India will need 1.5 trillion cubic meters (396 trillion gallons) of water per year by 2030, about double its existing supply and more than a fifth of the projected global demand, according to a 2010 report from the International Finance Corp. and the consulting firm McKinsey & Co. Yet as the population swells, India’s water supply per person is dropping. The country has an annual average of 1,545 cubic meters (408,145 gallons) of water available per person, according to India’s 2011 census — qualifying it as a “water-stressed” nation under World Bank criteria.

That growing thirst is driven by agriculture, with around 90 percent of the country’s water used on farming. India, home to 1.2 billion people and set to overtake China as the world’s most populous country by 2025, has a fast-rising demand for food. Rice, a national staple, requires up to roughly 1 million gallons of water per acre — double the needs of wheat.

Rising incomes also mean that more people can afford costly and water-intensive items such as meat and dairy products. New factories and thermal power stations are pushing up water usage even further.

Back in Tamil Nadu, rain shortfalls before and after a bout of damaging storms caused almost half the crops in the 1.6 million-acre Cauvery delta — an area known as South India’s rice bowl — to fail or produce low yields during January’s harvest, according to the delta’s farmer welfare association.

Magizhi’s farmers are getting by on government handouts. They say they have received about $184 per acre of failed crops. The state government is also distributing free rice from its grain stores.

After its complaints last year that the neighboring state was diverting water from the Cauvery, Tamil Nadu recently also asked the federal government to stop Karnataka from diverting water from the Ponnaiyar, another interstate river, according to local newspaper reports.

However, even as India’s states fight over their rivers, experts say there is enough water to go around, but much is being wasted. Farmers, who account for more than half the population and constitute a vital voter bloc, receive irrigation subsidies and use cheap water imprudently, experts say.

“The traditional farmers think that the government has a responsibility to give them water, and they don’t take care to use it efficiently,” said S. Ranganathan, the general secretary of the delta’s farmer welfare association, although he added that many farmers are adapting.

In urban areas, rivers and lakes near booming but unplanned cities are often contaminated. Shah at the International Water Management Institute said India’s problems with water availability are “being overplayed.”

“It’s more to do with how you manage the water than how much you have,” Shah said. “There are many countries that are doing much better with less water, such as the Middle Eastern countries.”

Some Indian states are starting to encourage or compel efficiency, Shah said. Karnataka has raised water prices in some cities. Gujarat, a western state, has capped farmers’ access to electricity for irrigation pumps at eight hours a day. But with a dozen states facing votes this year or next year, and a national election due by May 2014, politicians are unlikely to enact many more curbs that affect farmers.

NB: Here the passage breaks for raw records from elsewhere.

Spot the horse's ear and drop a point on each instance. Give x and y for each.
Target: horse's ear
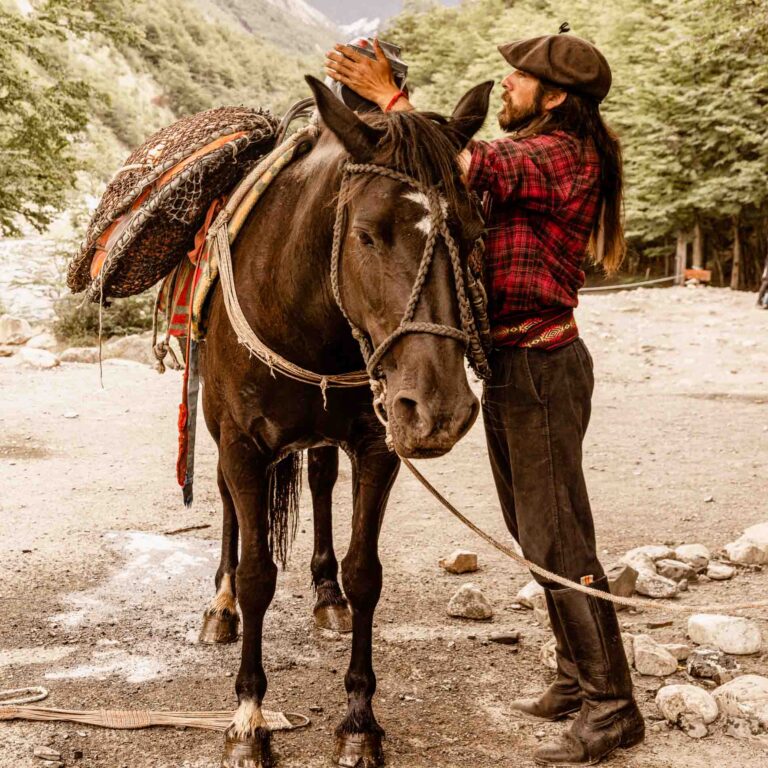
(358, 138)
(470, 113)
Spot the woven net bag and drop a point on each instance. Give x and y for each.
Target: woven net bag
(154, 211)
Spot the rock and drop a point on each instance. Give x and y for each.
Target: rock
(653, 585)
(628, 641)
(36, 358)
(746, 552)
(80, 355)
(687, 706)
(653, 551)
(548, 655)
(43, 341)
(137, 348)
(675, 570)
(651, 658)
(712, 664)
(679, 650)
(720, 571)
(746, 697)
(695, 555)
(731, 634)
(527, 595)
(14, 330)
(470, 603)
(622, 579)
(505, 638)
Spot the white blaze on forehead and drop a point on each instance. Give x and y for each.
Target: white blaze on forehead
(425, 225)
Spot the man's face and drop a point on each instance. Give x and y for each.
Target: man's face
(521, 100)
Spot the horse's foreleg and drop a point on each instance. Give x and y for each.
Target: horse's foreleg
(358, 737)
(220, 620)
(247, 742)
(331, 610)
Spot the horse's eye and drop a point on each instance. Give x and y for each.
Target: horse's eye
(364, 238)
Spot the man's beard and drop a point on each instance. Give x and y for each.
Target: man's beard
(513, 118)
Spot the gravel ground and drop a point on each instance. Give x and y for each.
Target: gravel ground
(103, 607)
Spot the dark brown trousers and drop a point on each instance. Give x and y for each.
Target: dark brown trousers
(536, 409)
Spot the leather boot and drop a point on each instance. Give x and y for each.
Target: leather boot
(564, 695)
(609, 717)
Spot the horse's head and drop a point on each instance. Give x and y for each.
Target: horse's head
(386, 230)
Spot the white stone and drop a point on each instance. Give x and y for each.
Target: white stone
(732, 634)
(14, 330)
(679, 650)
(675, 570)
(548, 654)
(745, 696)
(653, 585)
(678, 701)
(470, 603)
(80, 355)
(36, 358)
(43, 341)
(528, 594)
(695, 555)
(746, 552)
(651, 658)
(720, 571)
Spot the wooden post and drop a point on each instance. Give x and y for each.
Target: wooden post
(736, 270)
(681, 257)
(698, 246)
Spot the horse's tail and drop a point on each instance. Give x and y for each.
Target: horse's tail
(284, 495)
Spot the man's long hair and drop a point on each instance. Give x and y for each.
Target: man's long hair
(580, 116)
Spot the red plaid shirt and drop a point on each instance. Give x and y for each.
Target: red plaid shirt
(541, 200)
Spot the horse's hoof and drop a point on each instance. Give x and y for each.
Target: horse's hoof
(219, 628)
(252, 752)
(359, 750)
(337, 618)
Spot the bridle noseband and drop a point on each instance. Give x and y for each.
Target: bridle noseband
(467, 334)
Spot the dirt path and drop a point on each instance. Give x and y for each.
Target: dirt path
(103, 608)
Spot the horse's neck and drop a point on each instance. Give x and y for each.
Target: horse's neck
(284, 275)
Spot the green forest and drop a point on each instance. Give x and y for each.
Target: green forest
(83, 81)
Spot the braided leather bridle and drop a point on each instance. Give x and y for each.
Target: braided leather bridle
(468, 334)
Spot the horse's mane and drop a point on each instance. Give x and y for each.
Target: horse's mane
(417, 144)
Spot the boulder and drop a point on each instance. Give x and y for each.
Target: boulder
(36, 358)
(14, 330)
(720, 571)
(744, 697)
(712, 664)
(651, 658)
(676, 701)
(80, 355)
(460, 561)
(43, 341)
(695, 555)
(653, 585)
(732, 634)
(746, 552)
(528, 594)
(470, 603)
(679, 650)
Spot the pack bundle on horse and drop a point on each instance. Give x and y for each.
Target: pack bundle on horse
(355, 258)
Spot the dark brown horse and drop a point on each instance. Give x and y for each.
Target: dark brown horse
(262, 421)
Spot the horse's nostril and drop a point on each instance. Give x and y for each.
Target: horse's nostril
(408, 410)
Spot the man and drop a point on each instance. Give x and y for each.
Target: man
(552, 190)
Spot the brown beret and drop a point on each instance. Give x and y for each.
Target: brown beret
(565, 60)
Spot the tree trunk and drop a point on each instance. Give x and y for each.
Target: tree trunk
(698, 247)
(736, 270)
(681, 256)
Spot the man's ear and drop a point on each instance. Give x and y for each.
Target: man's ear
(470, 113)
(357, 137)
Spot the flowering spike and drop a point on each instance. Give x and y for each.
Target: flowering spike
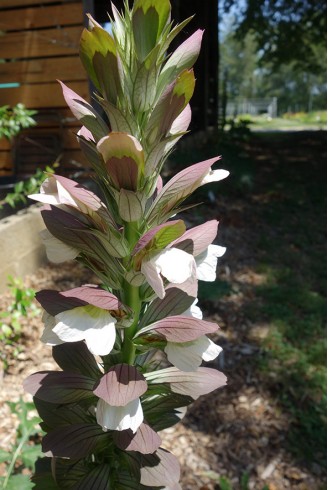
(101, 413)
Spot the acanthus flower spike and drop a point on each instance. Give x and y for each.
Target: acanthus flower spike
(112, 342)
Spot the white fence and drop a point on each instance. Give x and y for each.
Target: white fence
(252, 106)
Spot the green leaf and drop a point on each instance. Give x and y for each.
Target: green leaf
(21, 482)
(5, 456)
(29, 454)
(97, 52)
(149, 18)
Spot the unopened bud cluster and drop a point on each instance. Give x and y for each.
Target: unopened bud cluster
(130, 349)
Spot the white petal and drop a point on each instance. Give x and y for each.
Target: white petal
(215, 176)
(188, 356)
(64, 197)
(176, 265)
(48, 192)
(100, 341)
(194, 311)
(120, 418)
(212, 351)
(89, 323)
(151, 271)
(52, 192)
(56, 250)
(207, 262)
(48, 336)
(181, 412)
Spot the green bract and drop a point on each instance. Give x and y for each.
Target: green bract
(102, 411)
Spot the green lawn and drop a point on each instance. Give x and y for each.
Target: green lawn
(279, 180)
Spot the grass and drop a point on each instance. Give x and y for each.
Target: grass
(288, 121)
(286, 194)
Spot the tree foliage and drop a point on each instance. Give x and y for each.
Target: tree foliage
(285, 30)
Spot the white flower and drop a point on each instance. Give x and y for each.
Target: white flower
(90, 323)
(207, 261)
(214, 176)
(52, 192)
(125, 417)
(175, 265)
(188, 356)
(49, 337)
(56, 250)
(194, 311)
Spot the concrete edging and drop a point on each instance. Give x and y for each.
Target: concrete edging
(21, 249)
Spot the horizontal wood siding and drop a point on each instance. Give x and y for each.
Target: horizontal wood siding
(42, 70)
(50, 16)
(40, 42)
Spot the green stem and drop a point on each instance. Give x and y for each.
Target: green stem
(131, 298)
(14, 458)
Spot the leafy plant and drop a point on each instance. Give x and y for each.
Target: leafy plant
(26, 449)
(102, 414)
(14, 119)
(21, 306)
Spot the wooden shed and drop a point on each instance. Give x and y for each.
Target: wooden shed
(39, 41)
(38, 44)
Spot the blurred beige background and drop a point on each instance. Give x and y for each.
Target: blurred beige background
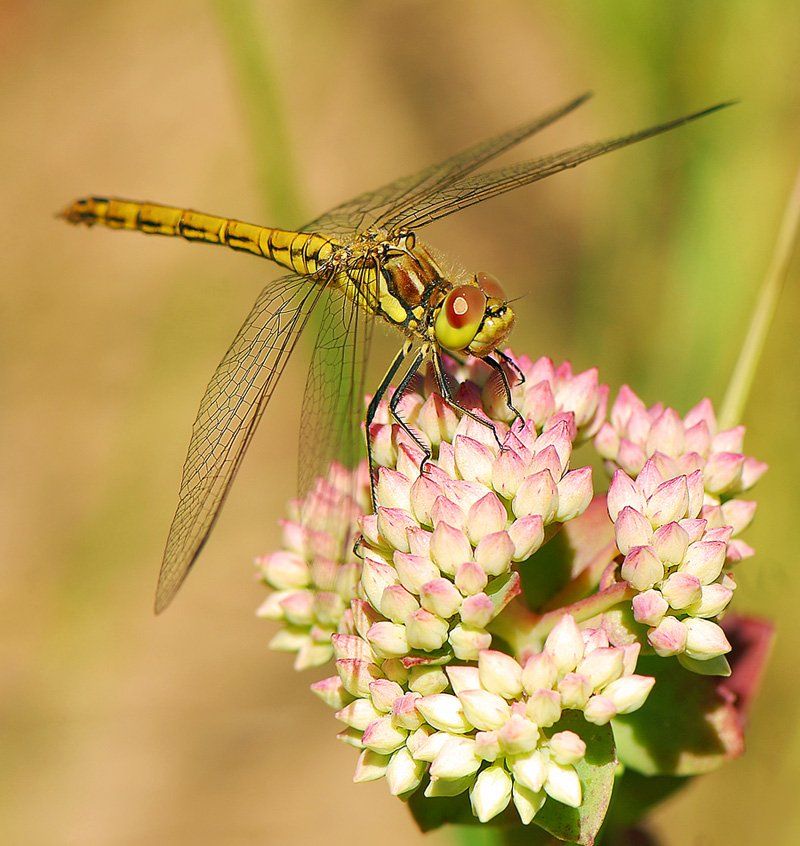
(120, 728)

Ranganathan said the Cauvery dispute is far from finished. Although the spat between Karnataka and Tamil Nadu had been rumbling on at a low level for several decades, it is now likely to keep flaring up in the coming years as India’s annual rainy season becomes more erratic, he said.

The annual monsoon on which India’s farmers depend is becoming more unpredictable, according to rainfall data for 1901-2004. A mix of dry spells and sudden downpours, rather than the traditional uninterrupted weeks of rain, is becoming more common.

“The problem with [this year’s water-sharing pact] is that it does not contain a formula for sharing water in situations of distress — when the monsoons fail,” Ranganathan said. “But there is every chance that the idea of distress will become a permanent part of how we share out the water.”